Luxury’s guillotine fell again last Friday, making the pre-collection pictured here the last gasp of the twenty-something run (including menswear and pre-) produced under Matthew M. Williams at Givenchy since June 2020. Speaking of the collections, a few days earlier, Williams said: “It’s kind of the same story as always; in menswear making clothes for myself, clothes that I think should exist. I explore the themes of silhouette and materials that I have been following since I arrived at Givenchy: dyeing clothes, treating luxury and non-luxury materials with tailoring techniques.” Strong examples included windbreakers, half-zips and work trousers in garment-dyed, washed silk. These came in a distinctive mix of subtly unfamiliar sartorial archetypes and minimally decorated but materially opulent outerwear trophy pieces.
Another specialty from the Williams period was true technical and functional collaboration. This was evident here in a new collaboration with the German company Bogs, which “allowed us to produce a vulcanized shoe that I had been wanting to make for ten years,” as well as a new hybrid shoe called the Nfnty with a sole in Pebax, a material that is currently not used elsewhere in luxury. Under Williams, he noted as a shoe footnote, the development of Givenchy’s TK 360 shoe meant obtaining the first shoe patent in LVMH history.
Aside from the Voyou bags, there was no overlap between men’s and women’s clothing, the latter of which went a step beyond the spirit of contemporary fashion that Givenchy has honed in recent seasons. Lace, tuxedos, polka dots, Breton stripes, denim, bouclé, cocoon coats and other Parisian mainstays form a nice extensive range for French girls.

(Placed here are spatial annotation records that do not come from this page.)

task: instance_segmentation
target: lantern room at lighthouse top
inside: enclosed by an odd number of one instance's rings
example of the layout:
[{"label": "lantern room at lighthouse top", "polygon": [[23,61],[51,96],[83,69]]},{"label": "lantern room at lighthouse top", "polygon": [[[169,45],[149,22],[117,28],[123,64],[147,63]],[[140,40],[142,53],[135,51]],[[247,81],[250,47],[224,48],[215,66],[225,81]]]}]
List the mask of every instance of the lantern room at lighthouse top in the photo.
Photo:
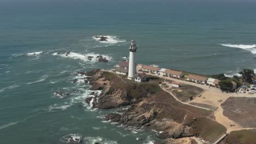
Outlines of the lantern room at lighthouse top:
[{"label": "lantern room at lighthouse top", "polygon": [[137,49],[136,43],[135,40],[133,39],[131,41],[131,45],[130,45],[130,51],[136,52]]}]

Givenchy CEO Renaud de Lesquan characterizes the house’s mission as “redesigning elegance.” This sounds simple, but it isn’t. Because unless you base your idea of elegance on the historical – which defies the idea of meaningful redesign and instead condemns you to endless repetition – it is an extremely elusive and inherently subjective (though unmistakably French) bourgeois quality. That’s the challenge that awaits Givenchy’s next big name — palace intrigue puts many in the frame — while giving Williams the freedom to spend more time with his own baby, Alyx.